Abstract
Demand uncertainty is thought to influence irreversible capacity decisions. This paper examines some implications of this theory for the US cement industry. Firms in this sector deliver cement for local markets either from domestic plants or from imports. Since cement is costly to transport, the difference in marginal cost between local production and imports varies across local markets. In the presence of uncertain demand, capacity choices depend on whether firms are located on the coast or inland. We construct a model consistent with irreversibility theory embedding these industry characteristics. The properties of the model are then tested using industry data from 1994 to 2006. Consistent with our predictions, there is a negative relationship between the average level of excess capacity and demand uncertainty only for coastal areas.

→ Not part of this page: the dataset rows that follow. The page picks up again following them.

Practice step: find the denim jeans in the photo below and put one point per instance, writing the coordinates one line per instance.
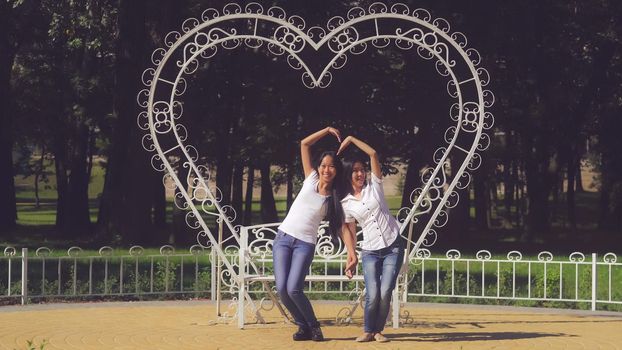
(380, 270)
(292, 258)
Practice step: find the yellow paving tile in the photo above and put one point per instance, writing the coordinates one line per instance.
(188, 325)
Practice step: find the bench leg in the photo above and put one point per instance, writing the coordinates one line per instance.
(275, 301)
(396, 308)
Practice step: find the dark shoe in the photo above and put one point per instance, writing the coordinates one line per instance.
(304, 333)
(381, 338)
(316, 334)
(365, 337)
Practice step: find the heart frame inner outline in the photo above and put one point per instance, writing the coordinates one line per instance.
(378, 25)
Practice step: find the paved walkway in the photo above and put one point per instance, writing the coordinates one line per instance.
(186, 325)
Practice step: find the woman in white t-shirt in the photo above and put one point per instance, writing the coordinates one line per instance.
(382, 247)
(294, 245)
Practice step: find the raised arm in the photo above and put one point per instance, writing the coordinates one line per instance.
(373, 157)
(307, 142)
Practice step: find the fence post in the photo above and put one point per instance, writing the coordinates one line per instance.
(24, 276)
(213, 273)
(218, 268)
(241, 275)
(594, 257)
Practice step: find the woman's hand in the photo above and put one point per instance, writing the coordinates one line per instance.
(351, 263)
(334, 132)
(345, 144)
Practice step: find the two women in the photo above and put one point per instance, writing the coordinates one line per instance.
(323, 196)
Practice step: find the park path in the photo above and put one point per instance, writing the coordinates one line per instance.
(186, 325)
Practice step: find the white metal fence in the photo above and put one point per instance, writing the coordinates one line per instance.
(576, 281)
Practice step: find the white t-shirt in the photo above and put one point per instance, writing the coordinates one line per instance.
(307, 211)
(380, 228)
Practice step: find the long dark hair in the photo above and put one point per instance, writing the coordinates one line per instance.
(334, 212)
(348, 164)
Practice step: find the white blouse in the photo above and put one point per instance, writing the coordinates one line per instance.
(380, 228)
(307, 211)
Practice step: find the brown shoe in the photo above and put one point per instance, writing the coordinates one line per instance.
(365, 337)
(380, 338)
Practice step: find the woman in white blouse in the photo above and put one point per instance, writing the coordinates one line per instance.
(294, 245)
(382, 247)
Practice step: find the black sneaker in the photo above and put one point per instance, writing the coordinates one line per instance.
(316, 334)
(304, 333)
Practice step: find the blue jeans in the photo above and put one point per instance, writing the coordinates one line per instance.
(380, 270)
(292, 258)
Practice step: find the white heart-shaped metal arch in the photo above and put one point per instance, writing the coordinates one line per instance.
(378, 25)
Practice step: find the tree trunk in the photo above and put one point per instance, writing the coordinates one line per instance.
(237, 191)
(127, 200)
(481, 193)
(268, 205)
(8, 209)
(38, 174)
(248, 198)
(579, 178)
(570, 192)
(78, 222)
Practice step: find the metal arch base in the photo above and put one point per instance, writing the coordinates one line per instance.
(287, 36)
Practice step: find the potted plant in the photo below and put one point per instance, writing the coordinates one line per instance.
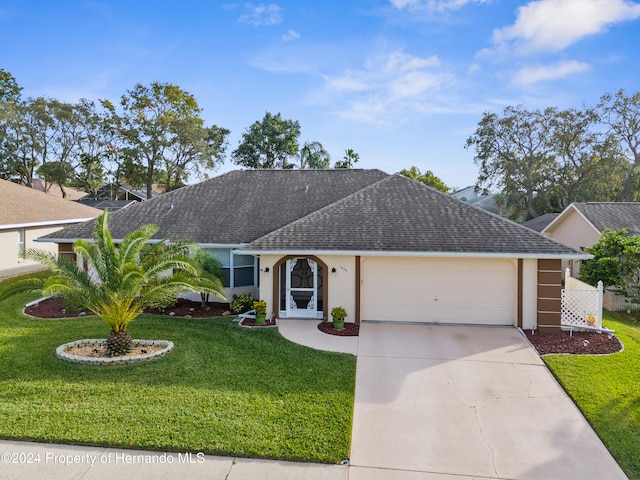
(260, 306)
(338, 314)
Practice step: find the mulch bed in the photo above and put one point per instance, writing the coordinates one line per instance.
(349, 330)
(54, 308)
(579, 343)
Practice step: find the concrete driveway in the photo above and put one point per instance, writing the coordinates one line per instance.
(452, 402)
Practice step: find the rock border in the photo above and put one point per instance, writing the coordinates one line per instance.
(60, 352)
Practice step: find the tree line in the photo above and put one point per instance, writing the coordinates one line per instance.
(154, 134)
(543, 160)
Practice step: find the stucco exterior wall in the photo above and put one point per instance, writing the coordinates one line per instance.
(529, 293)
(341, 284)
(10, 261)
(574, 230)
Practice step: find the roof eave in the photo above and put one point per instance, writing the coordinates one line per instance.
(48, 223)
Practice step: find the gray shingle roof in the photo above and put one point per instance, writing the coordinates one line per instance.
(613, 215)
(397, 214)
(236, 207)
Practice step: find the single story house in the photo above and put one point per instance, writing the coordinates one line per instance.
(581, 224)
(385, 247)
(26, 214)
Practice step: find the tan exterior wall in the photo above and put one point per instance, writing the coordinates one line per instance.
(529, 293)
(10, 261)
(549, 291)
(574, 230)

An increase in demand uncertainty is associated with an increase in excess capacity only in landlocked areas. More generally, the paper shows that the cost of imports relative to the cost of domestic production affects the relationship between uncertainty and domestic capacity levels. We briefy discuss the relevance of our results for multinationals' investment decisions and for the effects on US cement capacity of the introduction of a unilateral climate policy.
Full Citation
Ponssard, Jean-Pierre.
Demand Uncertainity, Capacity Decisions and the Irreversibility Effect: Empirical Evidence from the U.S. Cement Industry, 1994-2006. January 01, 2010.